I think I was so full of adrenaline that I was very happy to go home and gab away about the procedure and so on. It wasn’t as bad as I thought it would be, and I honestly think that everyone who needs to get one done, should get one done. I’m the world’s biggest baby when it comes to medical procedures, but this one couldn’t be more straight-forward, and honestly, the worst things that hurt were the IV port going in (and that was a quick pinch) and being sore from the Picoprep. That was it!
The only thing I would warn people about is trying to do too much too quickly after the procedure, because your body will let you know. I was ready for bed about 8 PM the night of the procedure, mainly because I think I’d chewed through my adrenaline reserves, and all that worry had melted away.
The Picoprep does continue to deliver (although not as much) after the procedure, and I wasn’t very hungry after either, so I took it slowly and ate really bland food for dinner.
I did get a really excellent night’s sleep that night.

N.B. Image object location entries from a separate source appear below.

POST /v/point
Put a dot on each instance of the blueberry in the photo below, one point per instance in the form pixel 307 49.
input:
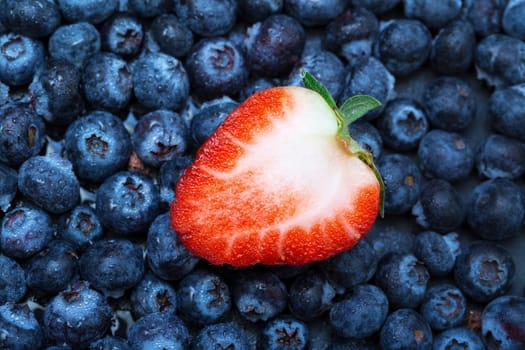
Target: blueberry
pixel 12 280
pixel 19 327
pixel 56 92
pixel 438 252
pixel 500 60
pixel 361 313
pixel 259 296
pixel 445 155
pixel 403 278
pixel 98 145
pixel 166 256
pixel 450 103
pixel 276 46
pixel 405 329
pixel 402 179
pixel 402 124
pixel 453 48
pixel 439 207
pixel 77 316
pixel 160 81
pixel 26 230
pixel 157 331
pixel 284 333
pixel 30 18
pixel 484 270
pixel 502 323
pixel 74 42
pixel 92 11
pixel 53 269
pixel 216 67
pixel 310 295
pixel 403 45
pixel 352 34
pixel 107 82
pixel 151 295
pixel 496 209
pixel 160 136
pixel 171 35
pixel 220 336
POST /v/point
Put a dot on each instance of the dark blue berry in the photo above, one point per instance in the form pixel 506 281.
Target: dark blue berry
pixel 484 270
pixel 276 46
pixel 160 81
pixel 361 313
pixel 403 45
pixel 450 103
pixel 402 179
pixel 445 155
pixel 50 182
pixel 26 230
pixel 496 209
pixel 77 316
pixel 167 257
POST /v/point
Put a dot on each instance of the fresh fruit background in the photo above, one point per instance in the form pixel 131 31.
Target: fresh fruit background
pixel 103 104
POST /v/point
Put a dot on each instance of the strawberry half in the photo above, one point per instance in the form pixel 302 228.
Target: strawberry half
pixel 279 181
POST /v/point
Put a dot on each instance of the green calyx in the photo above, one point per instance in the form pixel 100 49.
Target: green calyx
pixel 351 110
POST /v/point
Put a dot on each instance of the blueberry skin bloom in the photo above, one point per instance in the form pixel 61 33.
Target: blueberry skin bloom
pixel 216 67
pixel 20 58
pixel 496 209
pixel 160 81
pixel 112 266
pixel 98 145
pixel 361 314
pixel 77 316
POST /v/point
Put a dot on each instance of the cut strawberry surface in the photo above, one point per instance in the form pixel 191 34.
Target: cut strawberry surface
pixel 276 183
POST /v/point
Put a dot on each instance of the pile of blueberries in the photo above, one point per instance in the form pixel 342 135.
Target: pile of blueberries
pixel 103 104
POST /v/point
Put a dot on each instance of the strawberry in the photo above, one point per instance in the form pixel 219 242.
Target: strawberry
pixel 280 181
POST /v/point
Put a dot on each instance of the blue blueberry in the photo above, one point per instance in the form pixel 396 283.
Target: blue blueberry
pixel 53 269
pixel 259 296
pixel 26 230
pixel 166 256
pixel 446 155
pixel 98 145
pixel 310 295
pixel 112 266
pixel 502 323
pixel 403 45
pixel 74 42
pixel 402 179
pixel 444 306
pixel 276 46
pixel 284 333
pixel 151 295
pixel 453 48
pixel 439 207
pixel 450 103
pixel 160 81
pixel 20 58
pixel 484 270
pixel 216 67
pixel 402 124
pixel 500 156
pixel 496 209
pixel 19 328
pixel 361 313
pixel 437 251
pixel 50 182
pixel 160 136
pixel 158 331
pixel 403 278
pixel 12 280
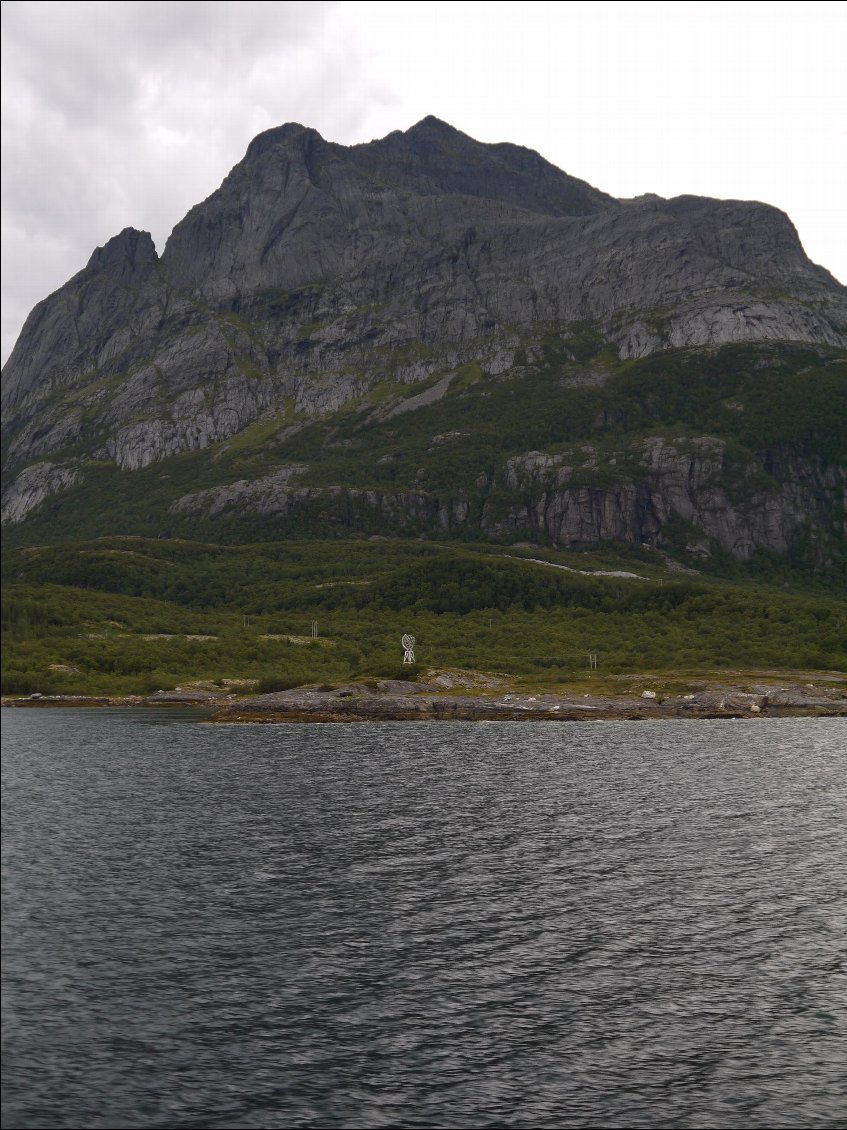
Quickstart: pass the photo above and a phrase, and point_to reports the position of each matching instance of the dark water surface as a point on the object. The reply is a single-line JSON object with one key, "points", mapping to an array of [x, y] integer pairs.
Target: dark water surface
{"points": [[427, 924]]}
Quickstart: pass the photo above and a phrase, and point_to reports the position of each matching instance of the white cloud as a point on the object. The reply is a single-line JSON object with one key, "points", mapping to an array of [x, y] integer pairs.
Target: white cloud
{"points": [[128, 113]]}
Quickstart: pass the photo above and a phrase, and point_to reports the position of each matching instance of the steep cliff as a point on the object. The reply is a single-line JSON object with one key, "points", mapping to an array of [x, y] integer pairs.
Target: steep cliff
{"points": [[384, 279]]}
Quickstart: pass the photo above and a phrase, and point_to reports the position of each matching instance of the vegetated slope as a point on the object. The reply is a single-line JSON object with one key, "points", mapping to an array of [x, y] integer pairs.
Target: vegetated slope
{"points": [[127, 615], [320, 279], [723, 454]]}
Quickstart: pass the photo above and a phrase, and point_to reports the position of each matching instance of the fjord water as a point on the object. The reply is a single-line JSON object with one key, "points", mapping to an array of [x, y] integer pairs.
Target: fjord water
{"points": [[428, 924]]}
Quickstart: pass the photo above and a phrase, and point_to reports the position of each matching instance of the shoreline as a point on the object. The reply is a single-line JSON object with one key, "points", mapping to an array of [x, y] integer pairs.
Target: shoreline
{"points": [[408, 702]]}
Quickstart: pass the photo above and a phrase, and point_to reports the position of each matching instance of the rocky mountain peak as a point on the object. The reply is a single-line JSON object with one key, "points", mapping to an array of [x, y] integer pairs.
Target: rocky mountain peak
{"points": [[320, 276], [124, 254]]}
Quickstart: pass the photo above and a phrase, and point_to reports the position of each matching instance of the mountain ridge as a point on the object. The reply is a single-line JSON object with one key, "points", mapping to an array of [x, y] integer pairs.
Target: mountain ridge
{"points": [[321, 279]]}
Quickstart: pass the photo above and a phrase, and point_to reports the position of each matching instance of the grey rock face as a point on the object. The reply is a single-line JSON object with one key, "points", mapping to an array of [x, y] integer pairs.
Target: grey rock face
{"points": [[33, 486], [670, 481], [316, 271]]}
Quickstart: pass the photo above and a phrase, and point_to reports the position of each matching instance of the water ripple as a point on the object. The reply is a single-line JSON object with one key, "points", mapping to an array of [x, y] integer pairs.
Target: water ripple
{"points": [[411, 926]]}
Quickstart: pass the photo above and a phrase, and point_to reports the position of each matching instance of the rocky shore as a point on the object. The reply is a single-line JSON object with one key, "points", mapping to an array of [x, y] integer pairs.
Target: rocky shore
{"points": [[399, 702], [395, 701]]}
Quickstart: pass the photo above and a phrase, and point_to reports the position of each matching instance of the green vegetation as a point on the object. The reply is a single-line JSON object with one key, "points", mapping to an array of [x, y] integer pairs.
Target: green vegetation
{"points": [[123, 616], [769, 406]]}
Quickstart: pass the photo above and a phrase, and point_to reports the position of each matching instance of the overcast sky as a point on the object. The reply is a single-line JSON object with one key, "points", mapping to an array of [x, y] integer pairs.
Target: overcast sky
{"points": [[125, 114]]}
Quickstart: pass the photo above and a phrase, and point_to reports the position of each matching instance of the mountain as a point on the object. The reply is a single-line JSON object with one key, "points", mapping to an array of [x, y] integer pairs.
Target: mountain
{"points": [[430, 333]]}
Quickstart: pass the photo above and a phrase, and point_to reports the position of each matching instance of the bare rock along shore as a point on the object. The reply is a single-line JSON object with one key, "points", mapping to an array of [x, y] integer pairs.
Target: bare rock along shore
{"points": [[396, 701], [413, 702]]}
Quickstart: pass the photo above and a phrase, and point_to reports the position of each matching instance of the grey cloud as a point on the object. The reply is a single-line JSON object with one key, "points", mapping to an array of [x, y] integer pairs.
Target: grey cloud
{"points": [[120, 114]]}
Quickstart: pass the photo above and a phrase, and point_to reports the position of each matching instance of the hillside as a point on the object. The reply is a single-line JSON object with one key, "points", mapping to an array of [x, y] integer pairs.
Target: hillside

The day after, I got up early to talk to my Mom, and then Noel and I went out to do some shopping for groceries and household items. When I got home, I definitely knew I’d overdone it as I was extremely physically exhausted. Again, I was falling asleep early, so we went to bed early.
Having the low dose of sedative (Hypnovel) did mean I remembered most of the procedure and what followed, but after and the next day, I did find myself a little more forgetful than usual (things like trying to put the house keys in the fridge and going into the kitchen to clean-up when I already had as I had meant to go into the garage to do laundry), but that was okay.
Colon cancer is a big killer in several nations around the world (New Zealand included), so it’s very important that you get this simple procedure done for your own peace of mind and to ensure you don’t suffer with cancer when this procedure could have helped prevent it. I know it’s difficult for some people to face having it done, but seriously, it’s a short procedure and think about what you’d rather have: a few hours of discomfort in prep and during the procedure, or months of cancer? I know what I’d rather prefer!